Jeff Berlin fired by Frank Zappa

Discussion in 'Bassists [BG]' started by holytiamat777, Jun 3, 2008.


  1. Baryonyx

    Baryonyx Inactive

    Jul 11, 2005
    Marathon Man
    Jeff just seems to be one of those "all or nothing" players who would think nothing of tackling a guitar chart if asked. I sometimes forget what a monstrous talent he is!
     
  2. cowsgomoo

    cowsgomoo gone to Longstanton Spice Museum

    Feb 8, 2003
    UK
    Robert Fripp gets my respect for shagging Toyah

    can't say I like his music though :)
     
  3. zombywoof5050

    zombywoof5050

    Dec 20, 2001
    Jeff Berlin once said in an interview that FZ's bass parts were some of the hardest he's ever had to learn.
     
  4. cowsgomoo

    cowsgomoo gone to Longstanton Spice Museum

    Feb 8, 2003
    UK
    it's not often I'm moved to say this on Talkbass, but that's a really good insight/observation... The Rite was about nature & mating rituals, human sacrifice and pagan festivities... the music HAD to be radically different to anything that preceded it, because it was portraying radically different things... it has stylistic and thematic precedents in Debussy's 'La Mer' and in Russian folk music, but still exists in isolation

    the weird thing is that nothing since The Rite Of Spring really sounds much like it.... not even Stravinsky's later work sounds much like it

    and also applies to a lot of Frank's music too... you can appreciate it's construction, or you can you just let the music hit you without thinking about all that (and you get the impression Frank explored a lot of musical avenues that no-one else is likely to follow him down)
     
  5. cowsgomoo

    cowsgomoo gone to Longstanton Spice Museum

    Feb 8, 2003
    UK

    truthfully, probably the concept... the idea that musicians at one time actually meant those examples of interplay & bouncing around of phrases etc excites me.. I like to hear interaction, and the thought that any kind of interaction between parts might be accidental or co-incidental just excites me less... just like the music played by a fantastically talented band could often be played equally well by a sequencer, the idea that humans played it does make a difference to how I feel about it, and I can't deny that

    that's not all I like, but if you have excellent musicians like Terry Bozzio and Patrick O'Hearn, why not have them play something together? :)
     
  6. oldrocker

    oldrocker Supporting Member

    These shows were interesting:

    Billy Joel - Opens
    Captain Beefheart - Special Guest
    J Geils Band - Headliner

    Roland Kirk
    Tower Of Power
    Santana

    Flo and Eddie
    Ike and Tina Turner
     
  7. Sneckumhaw

    Sneckumhaw

    Apr 26, 2006
    Earth
    Crimson's best will likely survive as well as ANY from the rock/prog era.
     
  8. Barkless Dog

    Barkless Dog Barkless to a point

    Jan 19, 2007
    Fripp will stand the threshold of time, not so much for his guitar work but the iconic work King Crimson has produced, all works pretty much brilliant to after the 90's.

    Fripps work with tape loops stands alone to give him a spot.
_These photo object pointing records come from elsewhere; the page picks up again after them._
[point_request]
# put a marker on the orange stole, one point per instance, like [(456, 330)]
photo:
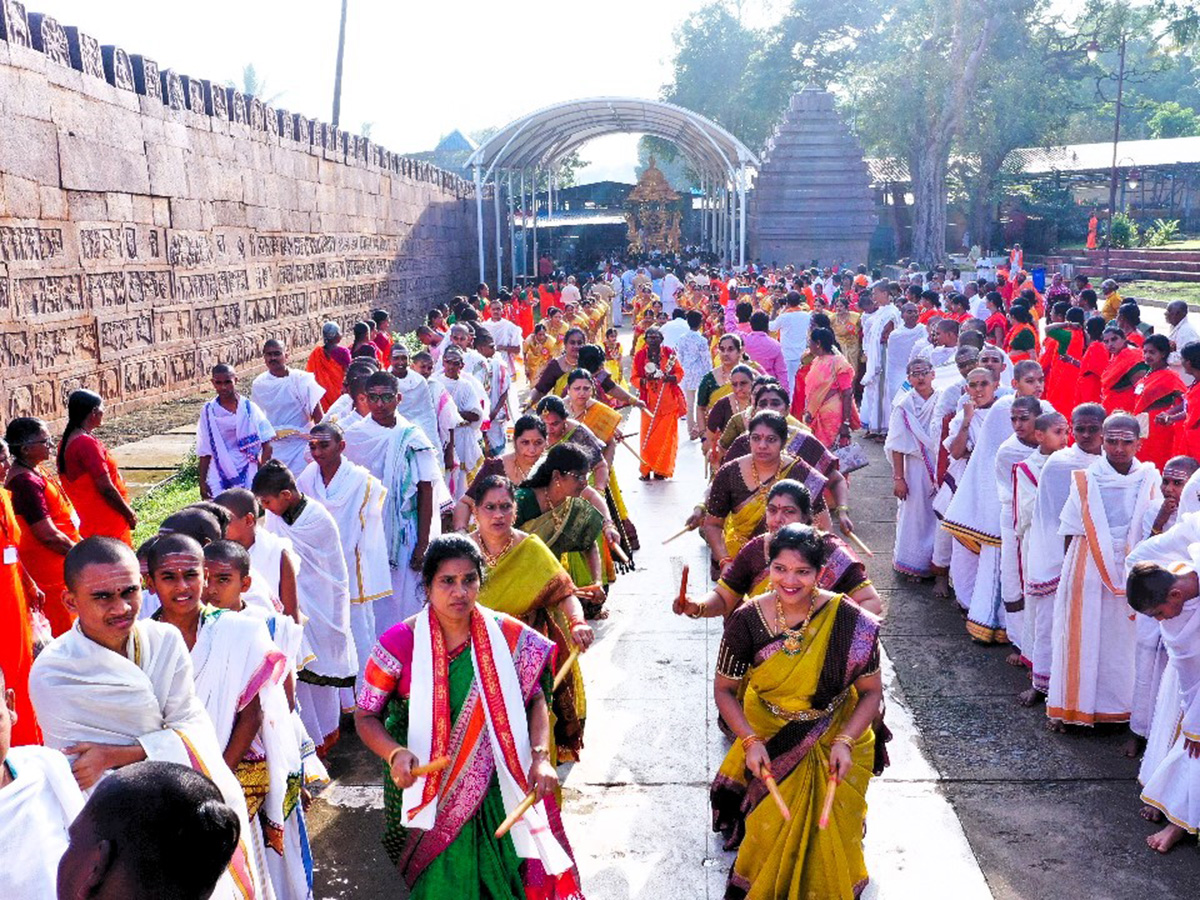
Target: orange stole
[(45, 565), (96, 515), (329, 375), (16, 634)]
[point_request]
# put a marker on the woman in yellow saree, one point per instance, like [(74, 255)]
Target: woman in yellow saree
[(829, 393), (526, 581), (811, 664)]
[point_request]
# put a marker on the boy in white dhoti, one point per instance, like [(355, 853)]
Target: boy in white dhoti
[(39, 799), (496, 388), (912, 445), (415, 395), (324, 598), (1051, 436), (399, 454), (273, 561), (1047, 547), (115, 690), (1171, 598), (238, 671), (352, 405), (233, 437), (1150, 657), (354, 498), (1093, 641), (227, 577), (1024, 414), (291, 400)]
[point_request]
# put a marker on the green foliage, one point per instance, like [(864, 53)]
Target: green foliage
[(1161, 233), (1123, 232), (1171, 120), (165, 498)]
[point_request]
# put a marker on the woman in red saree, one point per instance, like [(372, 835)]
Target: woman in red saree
[(655, 377), (1187, 412), (469, 684), (90, 475), (996, 325), (1156, 394), (1091, 364), (829, 391), (1125, 369), (49, 526)]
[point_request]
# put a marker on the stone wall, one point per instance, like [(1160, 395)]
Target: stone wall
[(153, 225)]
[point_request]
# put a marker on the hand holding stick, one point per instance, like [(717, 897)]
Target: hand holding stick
[(831, 789), (431, 767), (515, 816), (561, 675), (769, 780)]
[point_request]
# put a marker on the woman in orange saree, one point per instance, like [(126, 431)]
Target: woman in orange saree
[(1155, 395), (1122, 372), (829, 391), (810, 660), (655, 377), (16, 633), (49, 526), (90, 475)]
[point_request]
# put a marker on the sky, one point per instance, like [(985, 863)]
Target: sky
[(414, 70)]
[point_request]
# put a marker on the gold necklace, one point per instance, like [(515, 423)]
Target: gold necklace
[(491, 559), (793, 637)]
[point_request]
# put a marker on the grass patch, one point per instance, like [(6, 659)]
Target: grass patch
[(169, 497), (1164, 291)]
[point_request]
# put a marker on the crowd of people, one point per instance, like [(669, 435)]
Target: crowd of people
[(419, 529)]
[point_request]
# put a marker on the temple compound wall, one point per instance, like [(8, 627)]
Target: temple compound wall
[(154, 225)]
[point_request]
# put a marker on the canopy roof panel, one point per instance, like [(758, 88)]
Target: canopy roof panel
[(546, 136)]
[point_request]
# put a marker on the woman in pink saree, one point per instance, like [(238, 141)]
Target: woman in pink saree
[(829, 391)]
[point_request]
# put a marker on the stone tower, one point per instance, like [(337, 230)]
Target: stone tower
[(813, 201)]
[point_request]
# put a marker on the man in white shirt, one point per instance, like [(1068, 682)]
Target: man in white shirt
[(291, 399), (792, 325)]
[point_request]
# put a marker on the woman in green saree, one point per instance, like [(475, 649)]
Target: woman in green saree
[(811, 664), (468, 684), (557, 504), (525, 580)]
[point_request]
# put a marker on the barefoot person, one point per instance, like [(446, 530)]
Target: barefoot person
[(90, 475), (456, 663), (803, 651), (115, 690), (1092, 667), (1171, 598), (912, 445)]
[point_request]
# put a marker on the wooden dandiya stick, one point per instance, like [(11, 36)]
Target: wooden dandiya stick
[(565, 669), (858, 543), (769, 780), (679, 534), (515, 815), (431, 767), (831, 789)]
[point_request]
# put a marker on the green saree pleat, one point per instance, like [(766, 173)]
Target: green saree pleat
[(475, 865)]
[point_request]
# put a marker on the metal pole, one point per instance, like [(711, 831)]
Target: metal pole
[(1113, 173), (742, 208), (499, 246), (479, 217), (337, 72), (513, 235)]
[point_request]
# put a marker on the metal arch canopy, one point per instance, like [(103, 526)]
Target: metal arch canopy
[(547, 135)]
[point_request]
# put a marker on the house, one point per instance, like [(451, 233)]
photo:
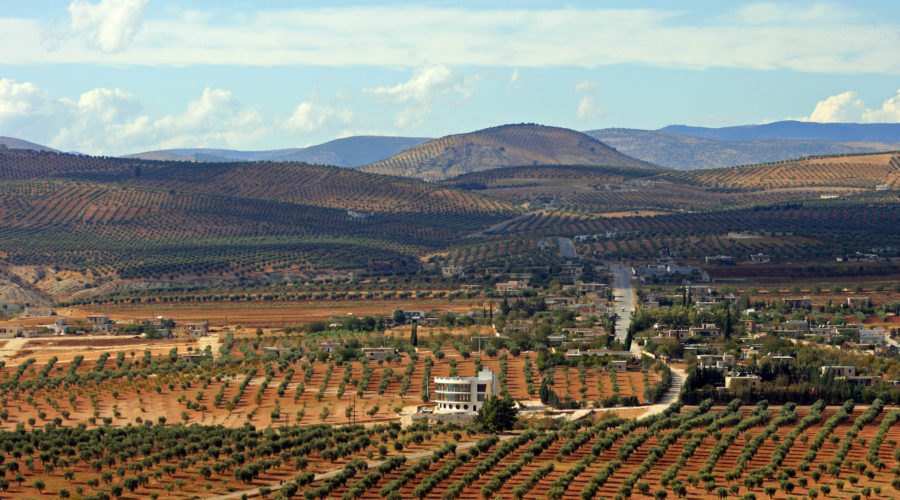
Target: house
[(734, 381), (464, 394), (715, 359), (798, 303), (866, 380), (760, 258), (452, 270), (619, 365), (577, 353), (196, 328), (707, 330), (585, 288), (99, 323), (719, 259), (839, 370), (674, 333), (330, 346), (278, 351), (192, 356), (857, 301), (11, 331), (380, 353), (874, 336), (512, 287), (795, 324)]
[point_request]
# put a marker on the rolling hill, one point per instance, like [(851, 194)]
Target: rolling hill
[(13, 143), (839, 173), (504, 146), (346, 152), (129, 218), (684, 152)]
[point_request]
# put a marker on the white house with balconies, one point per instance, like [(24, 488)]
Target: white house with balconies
[(464, 394)]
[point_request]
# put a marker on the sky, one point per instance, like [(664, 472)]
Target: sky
[(113, 77)]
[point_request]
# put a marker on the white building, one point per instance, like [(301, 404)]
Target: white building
[(875, 336), (464, 394)]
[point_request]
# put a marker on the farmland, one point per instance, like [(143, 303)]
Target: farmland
[(698, 452)]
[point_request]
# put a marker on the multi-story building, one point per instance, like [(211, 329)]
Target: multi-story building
[(464, 394)]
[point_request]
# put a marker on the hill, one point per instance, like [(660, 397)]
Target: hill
[(150, 219), (12, 143), (346, 152), (684, 152), (504, 146), (841, 173), (795, 131)]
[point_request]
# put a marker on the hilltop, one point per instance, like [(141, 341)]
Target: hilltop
[(114, 218), (795, 131), (346, 152), (13, 143), (504, 146), (685, 152), (840, 173)]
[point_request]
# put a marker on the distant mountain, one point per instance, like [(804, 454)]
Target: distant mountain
[(795, 131), (12, 143), (347, 152), (504, 146), (687, 153)]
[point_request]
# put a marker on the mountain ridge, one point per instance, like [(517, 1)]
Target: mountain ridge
[(502, 146)]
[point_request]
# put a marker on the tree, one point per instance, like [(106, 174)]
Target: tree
[(497, 414)]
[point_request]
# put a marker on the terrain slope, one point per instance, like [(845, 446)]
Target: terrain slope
[(504, 146)]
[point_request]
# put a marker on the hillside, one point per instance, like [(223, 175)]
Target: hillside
[(840, 173), (144, 219), (683, 152), (12, 143), (346, 152), (505, 146), (795, 131)]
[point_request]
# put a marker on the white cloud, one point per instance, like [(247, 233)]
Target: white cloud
[(108, 25), (513, 82), (848, 107), (309, 116), (112, 121), (889, 112), (812, 38), (587, 109), (429, 86)]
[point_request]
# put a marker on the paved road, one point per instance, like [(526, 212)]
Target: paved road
[(624, 300), (567, 248)]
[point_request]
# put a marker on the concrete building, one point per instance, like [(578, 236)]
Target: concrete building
[(464, 394), (839, 370), (380, 353), (733, 381), (99, 323), (875, 336)]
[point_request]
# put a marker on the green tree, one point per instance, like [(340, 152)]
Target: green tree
[(497, 414)]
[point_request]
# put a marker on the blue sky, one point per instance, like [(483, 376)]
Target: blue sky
[(120, 76)]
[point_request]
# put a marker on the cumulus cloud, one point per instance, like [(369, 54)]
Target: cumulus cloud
[(108, 25), (309, 116), (113, 121), (588, 109), (428, 86), (814, 37), (848, 107)]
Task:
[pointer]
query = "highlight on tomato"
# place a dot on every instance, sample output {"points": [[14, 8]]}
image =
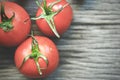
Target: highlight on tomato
{"points": [[37, 57], [15, 24], [53, 17]]}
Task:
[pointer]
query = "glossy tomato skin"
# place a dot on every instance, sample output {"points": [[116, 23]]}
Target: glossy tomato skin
{"points": [[62, 20], [47, 48], [21, 24]]}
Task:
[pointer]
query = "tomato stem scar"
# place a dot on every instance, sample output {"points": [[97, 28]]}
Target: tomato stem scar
{"points": [[48, 14], [35, 55]]}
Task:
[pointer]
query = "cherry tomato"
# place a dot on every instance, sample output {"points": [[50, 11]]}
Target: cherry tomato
{"points": [[15, 24], [37, 60], [54, 17]]}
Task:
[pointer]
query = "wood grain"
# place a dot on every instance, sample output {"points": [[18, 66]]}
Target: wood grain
{"points": [[89, 50]]}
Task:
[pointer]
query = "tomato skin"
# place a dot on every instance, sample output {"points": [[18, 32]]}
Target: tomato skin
{"points": [[47, 48], [21, 24], [62, 20]]}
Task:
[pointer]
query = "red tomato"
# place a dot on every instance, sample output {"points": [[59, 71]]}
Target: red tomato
{"points": [[21, 25], [29, 68], [62, 19]]}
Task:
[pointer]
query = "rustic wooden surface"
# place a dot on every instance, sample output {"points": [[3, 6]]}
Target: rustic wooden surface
{"points": [[89, 50]]}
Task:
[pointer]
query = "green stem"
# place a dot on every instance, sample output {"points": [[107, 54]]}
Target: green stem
{"points": [[35, 55]]}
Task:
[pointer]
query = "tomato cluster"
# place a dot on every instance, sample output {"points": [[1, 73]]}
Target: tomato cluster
{"points": [[35, 56]]}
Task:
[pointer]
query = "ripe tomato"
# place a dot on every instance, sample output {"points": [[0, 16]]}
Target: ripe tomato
{"points": [[20, 23], [29, 67], [54, 17]]}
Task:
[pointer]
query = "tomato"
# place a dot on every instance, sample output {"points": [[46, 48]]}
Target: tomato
{"points": [[16, 31], [54, 17], [27, 60]]}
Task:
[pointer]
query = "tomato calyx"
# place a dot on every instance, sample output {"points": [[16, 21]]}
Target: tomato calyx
{"points": [[48, 14], [6, 23], [35, 55]]}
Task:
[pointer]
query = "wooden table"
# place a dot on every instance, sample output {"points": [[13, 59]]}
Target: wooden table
{"points": [[89, 50]]}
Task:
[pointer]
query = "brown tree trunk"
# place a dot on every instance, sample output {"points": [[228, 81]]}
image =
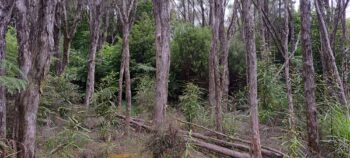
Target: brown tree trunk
{"points": [[69, 30], [95, 7], [215, 92], [34, 60], [286, 68], [201, 3], [6, 7], [308, 75], [249, 32], [124, 10], [161, 12], [328, 55], [344, 52]]}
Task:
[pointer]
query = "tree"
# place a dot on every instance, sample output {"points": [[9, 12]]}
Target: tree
{"points": [[35, 49], [125, 10], [249, 36], [215, 92], [6, 8], [330, 63], [308, 76], [161, 12], [71, 11], [286, 68], [95, 9]]}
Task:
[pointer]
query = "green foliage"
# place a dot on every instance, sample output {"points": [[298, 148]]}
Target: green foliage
{"points": [[336, 127], [169, 143], [271, 93], [145, 93], [10, 80], [65, 142], [190, 101], [190, 49]]}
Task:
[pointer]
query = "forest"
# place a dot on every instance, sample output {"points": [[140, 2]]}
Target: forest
{"points": [[174, 78]]}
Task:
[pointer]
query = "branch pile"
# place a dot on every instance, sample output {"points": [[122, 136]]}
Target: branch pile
{"points": [[227, 146]]}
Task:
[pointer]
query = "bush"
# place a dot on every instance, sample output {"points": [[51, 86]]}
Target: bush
{"points": [[336, 127], [145, 94], [168, 143], [190, 101]]}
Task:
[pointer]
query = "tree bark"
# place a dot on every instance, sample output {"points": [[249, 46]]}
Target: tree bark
{"points": [[34, 60], [6, 8], [328, 55], [201, 2], [95, 7], [215, 92], [161, 12], [124, 10], [249, 32], [308, 76], [286, 68], [69, 30]]}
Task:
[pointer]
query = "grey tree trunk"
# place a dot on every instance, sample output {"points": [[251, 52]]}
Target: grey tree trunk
{"points": [[215, 91], [328, 55], [69, 30], [161, 10], [34, 60], [125, 10], [6, 7], [308, 76], [95, 7], [249, 31], [286, 68]]}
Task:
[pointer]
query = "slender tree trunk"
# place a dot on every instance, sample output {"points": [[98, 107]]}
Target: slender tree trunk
{"points": [[162, 18], [95, 19], [308, 75], [34, 60], [202, 12], [69, 32], [344, 52], [127, 72], [330, 59], [215, 92], [286, 68], [249, 32], [6, 7]]}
He has influences so many people.

    I saw Fripp free in the 80's in a small record store in Cleveland. It was just him and two tape machines about ten feet apart. He was amazing as well as a really humble person (when I met him then)
    fripp.gif

    People often overlook Zappa's work with GFR. I think Good Singing Good Playing was one of their better LP's. Zappa stole the show on "Out To Get You". You can hear the Zappa influence in both some of the doo whop influenced songs as well as the potty humor Big buns.

    FZ_GFR.gif
     
  9. Risor

    Risor

    Dec 26, 2005
    Latvia
    Maybe Jaco was not so arrogant as Jeff, but he still was Supernova :p
     


  10. Lots more here.
     
  11. srptopdog

    srptopdog Greyhounds make good sound engineers - Big Ears!

    Feb 24, 2008
    Philadelphia, PA
    Interesting. I was heavily into Zappa years ago.

    Actually, it is very costly to cart recording equipment to every show. I'm fairly sure Frank was cutting 48 tracks at that time as the norm, and back in the day we're talking about moving two very large 2-inch tape machines. They didn't have HD recording back then. After the machines arrived at each show each input channel would have to calibrated to "O" vu by hand using a test tone generator. Then the machines have to locked-up, so they run in synch. It's likely the live sound people weren't managing this, since I'm guessing they had their hands full. So, figure the cost of moving and maintaining two (maybe even three, for one back-up), 24-track 2" machines; let's say one full-time engineer/tech; and all of the tape; and you've got a very expensive project to manage. Much more costly then paying great musicians to record in the studio.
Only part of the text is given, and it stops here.